You could practice speaking good words at your next committee meeting. Listen closely, be attentive to what the other is trying to express. Then value their contribution out loud. We did it for a bit at the session retreat yesterday. We each had an opportunity to say out loud the gifts others bring to our community. That was a form of blessing.
You can do it out loud or you can even do it in silence. Missionary Teacher, Frank Laubach used to experiment with sending blessings silently to the people sitting ahead of him on the bus. More times than not, he observed, there was some indication that the blessing had impact – a smile, a turn around, a sitting up straighter.
Keep it simple like to get started: I wish you well; Peace be with you. Add a visualization of the love of God – arms embracing them, or light bringing them a glorious glow and healing warmth.
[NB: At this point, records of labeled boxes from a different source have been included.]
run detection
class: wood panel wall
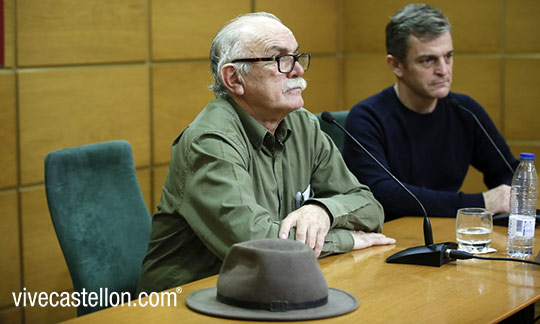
[0,0,540,323]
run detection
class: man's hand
[349,230,396,250]
[482,185,510,214]
[279,204,330,257]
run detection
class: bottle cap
[519,153,534,161]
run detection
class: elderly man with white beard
[138,12,395,292]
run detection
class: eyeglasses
[231,53,311,73]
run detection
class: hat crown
[217,239,328,311]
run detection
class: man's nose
[435,57,450,75]
[287,61,305,78]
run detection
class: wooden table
[59,217,540,324]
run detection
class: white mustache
[283,77,307,92]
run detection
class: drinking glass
[456,208,493,253]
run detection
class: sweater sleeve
[455,94,519,189]
[344,97,484,221]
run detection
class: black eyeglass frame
[231,53,311,74]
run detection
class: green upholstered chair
[315,110,349,153]
[45,141,151,316]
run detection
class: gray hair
[386,4,452,65]
[210,12,281,98]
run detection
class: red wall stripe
[0,0,4,66]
As you get more practiced, your blessings will likely become more particular at times. Then you can always go back to the simple: God bless you.
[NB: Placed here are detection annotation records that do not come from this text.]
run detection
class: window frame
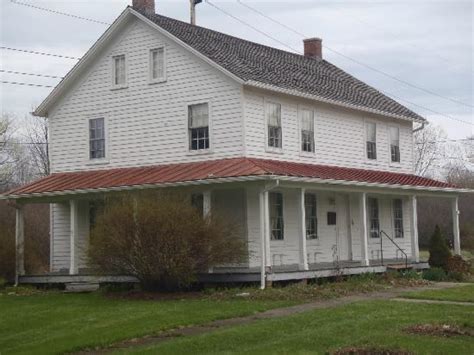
[148,45,167,84]
[387,125,402,166]
[367,197,380,239]
[263,98,284,154]
[392,198,405,239]
[184,99,214,155]
[86,114,109,165]
[364,120,378,163]
[297,105,316,156]
[304,192,319,241]
[268,191,285,241]
[110,52,128,90]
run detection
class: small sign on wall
[328,212,337,226]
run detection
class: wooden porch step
[65,282,100,293]
[387,264,413,271]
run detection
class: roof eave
[244,80,428,123]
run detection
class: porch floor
[19,259,429,284]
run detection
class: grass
[0,291,294,354]
[127,301,474,355]
[403,284,474,304]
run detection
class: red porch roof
[5,158,456,198]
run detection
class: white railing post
[299,188,309,270]
[360,192,369,266]
[452,196,461,255]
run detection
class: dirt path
[76,282,462,355]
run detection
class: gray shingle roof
[136,8,424,120]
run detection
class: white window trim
[387,124,402,168]
[110,52,128,90]
[363,119,380,165]
[148,45,168,84]
[296,105,316,157]
[184,99,214,155]
[263,97,285,154]
[85,114,110,166]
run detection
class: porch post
[452,196,461,255]
[15,205,25,285]
[69,200,78,275]
[411,195,420,263]
[360,192,369,266]
[299,189,309,270]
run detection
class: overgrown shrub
[89,192,247,290]
[428,225,451,271]
[423,267,447,281]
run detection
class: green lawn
[403,284,474,302]
[0,293,294,354]
[127,301,474,355]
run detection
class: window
[188,103,209,150]
[268,192,284,240]
[366,122,377,159]
[150,47,166,81]
[393,199,403,238]
[299,109,314,153]
[89,118,105,159]
[390,127,400,163]
[112,54,127,87]
[368,198,380,238]
[191,194,204,216]
[304,194,318,239]
[266,102,282,149]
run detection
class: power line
[0,69,63,79]
[237,0,474,108]
[10,0,110,26]
[205,0,301,53]
[0,46,81,60]
[0,80,54,88]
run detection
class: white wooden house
[4,0,468,283]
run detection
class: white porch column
[360,192,369,266]
[202,190,211,217]
[69,200,79,275]
[299,189,309,270]
[411,195,420,263]
[452,196,461,255]
[15,205,25,285]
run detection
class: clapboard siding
[244,89,413,173]
[50,20,243,172]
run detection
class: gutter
[260,179,280,290]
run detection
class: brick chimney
[132,0,155,15]
[303,37,323,59]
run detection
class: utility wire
[237,0,474,108]
[10,0,110,26]
[0,80,54,88]
[0,69,63,79]
[0,46,81,60]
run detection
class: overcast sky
[0,0,474,139]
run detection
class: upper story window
[393,198,403,238]
[266,102,282,149]
[89,118,105,159]
[367,197,380,238]
[268,192,284,240]
[150,47,166,82]
[112,54,127,87]
[299,109,314,153]
[188,103,209,150]
[365,122,377,159]
[390,127,400,163]
[304,194,318,239]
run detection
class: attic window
[112,54,127,87]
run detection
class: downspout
[260,180,280,290]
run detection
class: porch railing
[379,230,408,269]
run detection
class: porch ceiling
[2,157,461,199]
Find a reminder for blessing. It could be every time your phone pings a text message. Or, I know a lot of people who bless every time they hear a siren sound.
I am experimenting with a discipline of writing cards to bless people. I have a stash of beautiful cards collected over the years. But I never seemed to send them. I just save them, and look at them once in a while, otherwise I just forget about them. That is not what they were meant for. I have decided to use them. Send them out to bless the world. It is a very little thing. I doesn’t take long to write a card and send it. But it is one way I have chosen to value the people in my life. I really do value them. But do they know it? Telling them is a blessing.
I wonder if this practice can change us from the inside out. We can build bridges of value and connection with each other right here. And as we learn to do it here, with people we love, we can stretch our practice to anyone and everyone we meet.
The deepest blessing is just paying attention. To whom? To whoever walks into your world. Can you say a hundred blessings a day? Maybe not as a beginner, but what about 10? 5? 1? Let’s keep it simple: your assignment this week is to say a blessing for someone every day – it can be aloud or in silence. We can all do this. It might change us as much as it changes the world.